Bret Waldow wrote:
Bear Bibeault wrote:Not directly. You can use an Ajax request to fire off a server-side resource to execute it.
Thanks.
I'm interested in more ideas like this, but I'm also interested in doing it without any server.
I'd like to know if there is a way I can call that library without any server, as a browser will let me load and run local content from the file system without one - and the browser includes a Javascript engine to run locally based code. I want to leverage the substantial abilities current browsers have to work with local content for a browser-based application.
I know the user can load files from the local system without a server. Can I access a local system library without a server? Can I get a remote page from the internet in another tab, and drag content off it to another locally stored page? This seems likely, as I can copy images off a web page from Firefox and save them.
I might also find reason to have a server for some other functionality as I develop my application, but knowing the limits of Javascript will be helpful, so I'd like to hear about both approaches - with and without.
Cheers,
Bret
If you can use your library within JNI, is it possible for you to wrap the libraries into RMI (Remote Method Invocation), or a network service, (or xmlrpc web services or something else) and allow it to be called by Java
Applet (or xmlHttpRequest Object) in a webpage? (Java Applet or xmlHttpRequest Object have their own security limitations, too.)

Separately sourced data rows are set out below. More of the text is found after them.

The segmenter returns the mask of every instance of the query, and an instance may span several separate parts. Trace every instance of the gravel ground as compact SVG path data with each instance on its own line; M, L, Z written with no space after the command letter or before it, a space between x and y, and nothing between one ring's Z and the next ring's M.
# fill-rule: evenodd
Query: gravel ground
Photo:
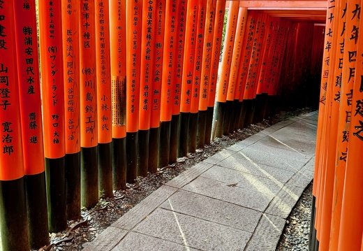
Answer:
M276 251L308 250L313 183L305 189L291 211Z
M41 248L38 250L75 251L82 250L83 243L94 240L105 228L118 220L135 205L183 171L286 117L309 113L311 110L311 108L304 108L295 109L288 113L281 112L279 116L276 115L269 120L263 120L260 123L251 124L228 136L215 138L214 141L212 142L209 145L206 145L204 149L198 149L196 152L188 154L187 158L178 159L177 162L170 168L159 170L157 173L149 173L147 177L138 177L135 184L127 184L126 190L114 191L113 198L101 199L99 203L94 208L89 210L82 210L82 218L77 221L69 221L69 227L66 231L50 234L51 244L47 247ZM310 194L311 194L311 192ZM310 207L311 206L308 206L309 210ZM299 211L302 212L302 210ZM295 227L300 224L302 224L303 226L304 224L309 226L309 221L302 222L301 220L297 220L300 219L299 215L297 215L295 217L295 220L292 219L289 220L289 221L292 222L292 224L294 224L293 222L295 222L294 224ZM286 227L286 232L291 232L294 229L294 228L289 229L288 227ZM309 227L306 229L308 236ZM290 243L286 243L284 239L282 238L281 240L282 246L287 248L281 248L282 249L277 249L276 250L304 250L304 249L291 249L292 248L291 248L292 241L296 243L298 241L295 241L295 239L293 238L292 241L290 239L288 236L287 240ZM304 243L304 240L301 239L299 243ZM304 245L305 246L304 244ZM306 246L307 247L307 244ZM307 250L307 249L306 250Z

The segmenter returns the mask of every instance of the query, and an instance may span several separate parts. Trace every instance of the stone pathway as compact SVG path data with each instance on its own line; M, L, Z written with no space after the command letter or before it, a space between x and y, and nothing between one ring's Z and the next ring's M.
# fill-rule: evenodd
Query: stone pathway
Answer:
M317 120L290 118L204 160L84 250L275 250L313 176Z

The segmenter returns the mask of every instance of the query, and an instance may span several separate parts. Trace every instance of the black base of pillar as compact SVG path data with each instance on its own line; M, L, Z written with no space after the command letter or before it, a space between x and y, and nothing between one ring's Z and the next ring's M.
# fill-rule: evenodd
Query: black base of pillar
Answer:
M112 183L114 190L126 189L126 138L112 138Z
M221 138L223 134L223 118L225 112L225 103L216 102L216 128L214 137Z
M233 108L233 101L228 100L225 101L225 110L224 112L223 117L223 135L228 135L230 134L230 120L232 118L232 108Z
M188 131L191 113L180 113L180 135L179 137L178 157L188 155Z
M255 113L255 99L249 99L249 107L246 113L246 124L245 125L249 126L253 123L253 115Z
M91 208L98 203L97 145L81 148L81 206Z
M253 119L252 120L253 124L258 123L262 120L261 113L262 110L262 96L261 94L256 95L255 99L255 111L253 113Z
M155 173L158 171L158 148L160 144L160 127L150 128L149 134L149 161L147 171Z
M316 229L315 229L315 215L316 208L315 207L316 197L313 196L311 201L311 215L310 218L310 233L309 234L309 250L314 251L316 243Z
M0 231L3 250L29 250L24 183L24 178L0 180Z
M149 130L139 130L138 143L138 176L147 176L149 163Z
M197 128L198 113L189 115L189 128L188 129L188 152L195 152L197 148Z
M213 113L214 113L214 107L208 107L207 109L207 118L205 121L205 144L209 145L212 138L212 127L213 125Z
M161 168L169 164L170 145L171 121L163 121L160 123L160 145L158 148L158 168Z
M232 118L230 124L230 134L238 130L238 124L239 122L239 117L241 116L241 109L242 108L242 102L239 102L239 99L233 101L233 106L232 108Z
M66 163L66 191L67 220L81 217L81 152L67 154Z
M133 184L138 175L138 132L126 133L126 182Z
M67 228L65 157L45 158L45 182L50 232Z
M31 248L49 244L45 172L24 177L28 213L28 230ZM17 197L15 197L17 199ZM80 207L78 208L80 212ZM2 232L1 232L2 233Z
M112 198L112 143L98 143L99 196Z
M178 141L180 135L179 131L179 117L176 115L172 116L172 122L170 124L170 150L169 151L169 164L172 164L177 162L178 156Z
M205 124L207 122L207 110L200 110L198 117L197 148L204 148L205 141Z
M242 101L242 107L241 108L241 114L239 115L239 121L238 122L238 129L244 128L246 122L246 114L249 110L249 100Z

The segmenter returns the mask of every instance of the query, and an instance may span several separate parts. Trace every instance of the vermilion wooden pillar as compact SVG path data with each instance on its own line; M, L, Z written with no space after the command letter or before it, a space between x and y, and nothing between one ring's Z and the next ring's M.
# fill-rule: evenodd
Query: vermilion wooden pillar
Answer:
M194 54L194 70L193 71L193 81L191 88L191 114L188 124L188 152L195 152L197 145L197 128L199 111L199 96L200 85L202 83L201 74L204 59L205 27L207 18L207 0L200 0L197 20L197 31L195 36L195 53Z
M57 232L67 227L62 23L57 10L61 9L61 3L43 0L38 4L48 224L50 231Z
M126 3L110 1L113 189L126 185Z
M209 87L210 73L212 65L212 48L214 38L214 20L216 19L216 0L208 0L207 2L207 15L204 35L204 50L200 76L200 94L199 96L199 115L197 132L197 148L203 148L205 143L205 129L208 108Z
M140 74L142 2L126 1L126 181L133 183L138 174Z
M149 162L149 136L151 110L151 90L154 80L155 57L156 1L142 2L142 27L141 36L141 65L139 102L139 136L138 144L138 175L147 176Z
M185 29L185 48L182 73L180 94L180 135L178 157L186 157L188 152L188 131L191 112L192 83L195 62L195 43L198 29L198 0L188 2Z
M177 47L175 64L176 67L173 69L173 81L175 83L172 91L172 120L170 124L170 150L169 152L169 164L177 162L177 149L179 143L179 117L180 117L180 95L182 89L182 76L183 72L183 62L184 59L184 45L186 33L186 18L188 1L182 0L179 3L177 41ZM165 43L166 44L166 43Z
M332 30L333 31L333 37L332 38L331 45L336 45L339 38L339 23L340 22L339 13L341 13L340 1L336 2L335 7L335 13L336 15L331 20ZM330 22L330 21L329 21ZM339 71L339 54L336 47L333 45L329 48L329 44L325 45L325 48L330 51L330 59L329 64L330 65L329 72L326 87L326 114L324 123L325 124L323 129L323 137L325 138L325 150L324 152L323 168L324 175L322 175L322 186L320 193L320 223L319 231L319 249L322 250L328 250L330 247L330 229L332 221L332 209L333 197L333 189L334 181L335 164L337 162L336 157L336 144L337 144L337 127L339 124L339 103L334 101L335 94L336 92L340 92L340 87L335 85L336 73ZM338 54L337 54L338 53ZM336 89L339 87L339 89ZM342 101L345 99L343 98Z
M109 0L95 2L99 196L112 197L112 115Z
M238 85L239 88L241 89L238 90L237 93L239 93L239 101L243 101L239 115L239 128L242 128L245 124L249 124L247 119L249 116L251 116L251 113L253 108L252 101L248 99L249 86L246 84L248 71L252 55L252 48L253 46L253 37L256 31L257 15L255 12L249 12L246 24L248 29L246 31L246 38L244 41L241 65L238 71Z
M29 250L13 4L0 3L0 229L3 250Z
M239 102L239 95L238 95L238 99L235 99L235 95L236 95L237 92L239 93L239 92L240 92L241 83L238 81L238 73L239 67L242 64L240 63L242 54L244 49L243 48L243 45L244 38L245 38L246 22L247 8L239 8L226 99L226 103L229 105L229 108L228 108L228 112L226 113L226 118L228 117L227 115L229 113L231 113L231 115L230 119L227 119L224 122L224 127L229 127L229 133L233 133L235 129L237 129L236 127L235 127L236 124L235 121L239 118L241 108L242 106L242 103ZM237 118L237 117L238 119Z
M208 91L208 108L207 109L207 121L205 123L205 138L206 144L209 144L211 138L214 136L212 134L213 128L213 114L214 113L214 101L216 99L216 89L218 79L218 69L219 67L219 56L221 55L221 45L222 41L222 32L223 29L224 14L225 10L225 1L217 0L216 7L216 19L213 30L213 47L212 68L210 73L209 89Z
M239 3L231 1L229 6L228 17L224 39L223 52L222 57L222 65L221 74L218 83L217 101L216 103L216 128L215 136L221 137L223 133L224 117L227 110L227 92L228 90L228 82L230 78L230 71L232 62L233 47L235 45L235 37L238 20L238 10ZM228 102L230 103L230 102Z
M347 1L343 0L340 1L340 10L343 10L346 8L347 5ZM345 42L345 23L346 20L346 11L342 12L341 15L338 15L335 18L338 20L336 23L338 25L336 25L334 28L335 30L338 31L341 31L341 32L338 33L338 36L336 36L334 38L334 44L335 47L332 48L330 50L332 50L332 54L334 55L334 61L335 63L332 66L334 66L334 75L332 74L330 76L329 82L332 83L333 89L332 89L332 113L335 113L336 115L339 114L339 108L340 108L340 103L341 103L341 80L342 80L342 70L343 70L343 62L344 62L343 55L344 55L344 42ZM334 156L333 159L334 160L334 166L335 166L334 171L334 188L333 188L333 199L332 203L332 221L331 221L331 227L330 227L330 243L329 246L332 248L332 250L337 250L338 248L338 241L339 238L339 227L340 227L340 219L341 214L341 203L343 200L343 189L344 185L344 178L346 175L346 168L339 168L339 164L336 165L336 150L339 148L339 145L341 143L340 141L338 141L338 135L342 134L342 131L345 130L343 127L344 127L344 124L343 120L340 120L340 123L336 121L335 124L338 124L338 126L335 126L335 149L334 151ZM339 127L339 125L341 127ZM338 163L340 161L338 162Z
M47 194L36 2L29 1L25 3L27 3L27 8L22 4L14 5L16 29L15 32L17 40L17 81L20 84L20 107L29 244L31 248L38 249L49 244ZM10 28L8 29L10 30ZM13 41L12 46L14 44L15 41ZM1 57L3 58L3 55ZM17 81L15 81L13 85L17 85ZM11 95L10 89L6 86L5 88L1 88L2 98ZM15 94L14 92L13 94ZM20 123L20 121L17 122ZM29 124L34 123L36 127L29 128ZM6 138L7 136L5 137ZM6 142L6 140L5 141ZM14 198L14 199L17 199Z
M329 17L331 16L334 16L334 10L335 10L335 3L334 2L329 2L328 3L328 8L327 13L327 22L325 26L325 42L324 44L329 44L332 41L332 23L330 22ZM330 50L328 50L327 48L325 48L323 59L323 69L322 69L322 84L321 84L321 89L320 89L320 104L319 106L319 115L318 115L318 129L317 129L317 137L316 137L316 164L315 164L315 171L314 171L314 182L313 186L313 208L312 208L312 213L311 213L311 221L314 222L314 227L313 229L311 229L311 238L309 243L309 246L311 250L318 250L319 247L319 216L318 212L320 210L319 207L319 192L320 189L320 183L321 183L321 177L323 176L323 168L324 165L323 162L323 150L324 150L324 144L323 139L322 139L322 136L323 135L323 127L324 123L323 120L325 117L326 116L326 100L327 100L327 80L329 74L329 59L330 59Z
M156 1L155 17L154 48L152 73L153 87L151 92L151 121L149 137L148 171L156 173L158 164L160 146L160 109L161 98L161 81L163 79L163 62L164 52L164 31L165 24L165 0Z
M260 120L260 113L262 106L262 97L257 96L257 87L258 85L258 77L260 69L262 62L262 53L263 52L263 46L265 41L266 34L266 20L267 15L265 14L259 14L257 20L256 29L253 43L252 47L251 59L247 73L247 80L246 85L249 85L249 99L254 100L255 108L253 114L253 123L256 123ZM249 76L251 71L251 76Z
M269 115L269 106L266 89L267 84L265 82L265 76L267 73L267 66L270 63L269 59L269 52L272 50L272 36L274 33L274 21L270 17L267 17L265 24L265 38L262 51L261 52L260 64L256 78L256 95L260 95L262 99L261 114L259 119L263 119Z
M81 216L80 6L75 0L63 0L61 13L67 220L74 220Z
M81 206L90 208L98 202L97 69L95 1L80 6L80 89L81 129Z
M173 83L173 69L175 69L177 55L177 27L178 3L177 1L167 1L165 7L165 24L164 35L164 52L163 59L163 76L161 83L161 99L160 109L160 145L159 168L167 166L170 162L170 151L174 148L170 142L170 126L172 113L172 96L175 88Z
M339 159L346 164L346 176L338 250L357 250L361 247L363 231L363 38L359 36L358 33L360 27L362 27L363 24L360 16L362 3L361 1L348 1L347 3L341 96L341 113L345 112L345 116L341 116L341 113L340 118L345 118L344 129L347 131L345 136L348 136L348 141L347 148L345 150L342 149L343 145L341 145L341 141L346 138L342 137L344 136L343 131L343 134L341 134L339 130L338 155ZM339 166L337 168L339 168Z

If you target for ie as your webbrowser, you have an alternative choice, compile it as ActiveX dll component. And you can call it by <object></object> tag and access it using Javascript.
Moreover, you are not allow to access local system's resources (other than webpages, multimedia files and files that opened by webbrowser's plugin or add-ons) directly from Javascript due to security reasons. Thus, it's quite IMPOSSIBLE to call an external library directly from javascript.